Yao Cheng, a former lieutenant colonel in the Communist Party’s naval command, revealed earlier that Communist Party soldiers simply do not want to go to war and that there are serious internal problems. There are many deserters who are simply not capable of going to war because of the one-child policy.

Wen Zhao, a Canadian cultural scholar and famous self-publisher, has pointed out that the real military spending of the CCP far exceeds its defense budget.

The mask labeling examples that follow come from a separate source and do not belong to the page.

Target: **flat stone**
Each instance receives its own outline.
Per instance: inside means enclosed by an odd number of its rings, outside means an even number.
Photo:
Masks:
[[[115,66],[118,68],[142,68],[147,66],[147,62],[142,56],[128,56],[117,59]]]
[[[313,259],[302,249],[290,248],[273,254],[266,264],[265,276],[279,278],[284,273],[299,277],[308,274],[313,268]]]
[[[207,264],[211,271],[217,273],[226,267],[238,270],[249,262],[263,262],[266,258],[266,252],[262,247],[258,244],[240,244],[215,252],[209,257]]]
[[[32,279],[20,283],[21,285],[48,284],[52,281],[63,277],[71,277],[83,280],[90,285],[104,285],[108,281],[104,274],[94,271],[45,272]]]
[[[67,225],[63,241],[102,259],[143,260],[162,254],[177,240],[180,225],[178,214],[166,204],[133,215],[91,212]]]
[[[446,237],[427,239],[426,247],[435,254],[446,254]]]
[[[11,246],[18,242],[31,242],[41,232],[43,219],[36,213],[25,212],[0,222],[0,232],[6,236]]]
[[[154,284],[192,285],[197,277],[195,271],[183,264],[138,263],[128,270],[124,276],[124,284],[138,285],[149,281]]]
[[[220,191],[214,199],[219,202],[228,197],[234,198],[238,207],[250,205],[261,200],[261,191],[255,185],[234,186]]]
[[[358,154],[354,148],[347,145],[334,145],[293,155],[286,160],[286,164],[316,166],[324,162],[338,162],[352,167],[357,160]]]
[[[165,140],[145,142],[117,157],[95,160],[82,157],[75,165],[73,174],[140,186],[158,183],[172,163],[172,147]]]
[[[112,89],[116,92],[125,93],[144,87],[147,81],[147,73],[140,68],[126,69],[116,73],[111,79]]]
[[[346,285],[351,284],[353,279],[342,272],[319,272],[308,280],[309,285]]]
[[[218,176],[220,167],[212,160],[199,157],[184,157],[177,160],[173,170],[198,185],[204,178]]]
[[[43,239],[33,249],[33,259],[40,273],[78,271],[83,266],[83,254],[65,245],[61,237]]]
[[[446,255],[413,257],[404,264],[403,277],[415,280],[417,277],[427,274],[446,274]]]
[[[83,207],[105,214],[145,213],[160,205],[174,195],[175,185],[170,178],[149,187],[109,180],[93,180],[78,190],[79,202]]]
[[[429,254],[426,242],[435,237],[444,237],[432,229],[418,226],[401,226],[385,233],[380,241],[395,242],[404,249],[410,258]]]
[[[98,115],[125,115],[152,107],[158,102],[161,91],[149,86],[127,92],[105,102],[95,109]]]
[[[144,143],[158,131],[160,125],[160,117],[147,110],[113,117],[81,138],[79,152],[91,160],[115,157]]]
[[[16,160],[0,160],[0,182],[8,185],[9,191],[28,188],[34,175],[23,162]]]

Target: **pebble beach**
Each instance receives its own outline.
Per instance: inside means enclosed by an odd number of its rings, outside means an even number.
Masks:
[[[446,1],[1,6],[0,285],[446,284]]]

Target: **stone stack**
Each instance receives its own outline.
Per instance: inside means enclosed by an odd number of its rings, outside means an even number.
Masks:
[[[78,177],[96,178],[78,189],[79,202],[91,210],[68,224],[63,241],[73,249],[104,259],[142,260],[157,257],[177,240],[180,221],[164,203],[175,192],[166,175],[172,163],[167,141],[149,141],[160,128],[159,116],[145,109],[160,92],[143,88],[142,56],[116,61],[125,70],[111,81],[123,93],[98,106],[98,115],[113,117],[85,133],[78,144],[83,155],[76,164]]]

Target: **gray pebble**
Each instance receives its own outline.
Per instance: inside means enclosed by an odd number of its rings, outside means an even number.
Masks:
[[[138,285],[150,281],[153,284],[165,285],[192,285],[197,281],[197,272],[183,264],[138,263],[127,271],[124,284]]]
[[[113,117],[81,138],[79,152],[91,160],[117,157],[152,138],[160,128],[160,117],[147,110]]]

For example, most of the military research expenses do not enter the defense budget, but are included in the Ministry of Science and Technology, the Ministry of Industry and Information Technology, and the former Ministry of Space.

However, Wen Zhaoge also pointed out from another perspective that more military spending does not necessarily mean that the CCP’s military is powerful, because the input-output efficiency of the CCP’s military spending is very low in many aspects, such as domestic equipment, which costs more than similar foreign products, but the performance is much worse, especially in electronic equipment, such as aerospace, electronic information technology research institutes, its actual business capacity, product quality and the U.S. Several major arms dealers compared, the gap is huge.

A 2013 BBC article on the composition of the CCP’s military spending pointed out that foreign military procurement and the expenses for building aircraft carriers in those two years also did not come from the defense budget, but were earmarked.

According to a 2002 report by the U.S. Department of Defense, the CCP’s actual military spending that year was four times its nominal defense budget; in 2018, the Stockholm International Peace Research Institute in Sweden estimated that the CCP’s actual military spending was 1.4-1.5 times its defense budget; many other institutions believe that the CCP’s real military spending is two to three times its budget.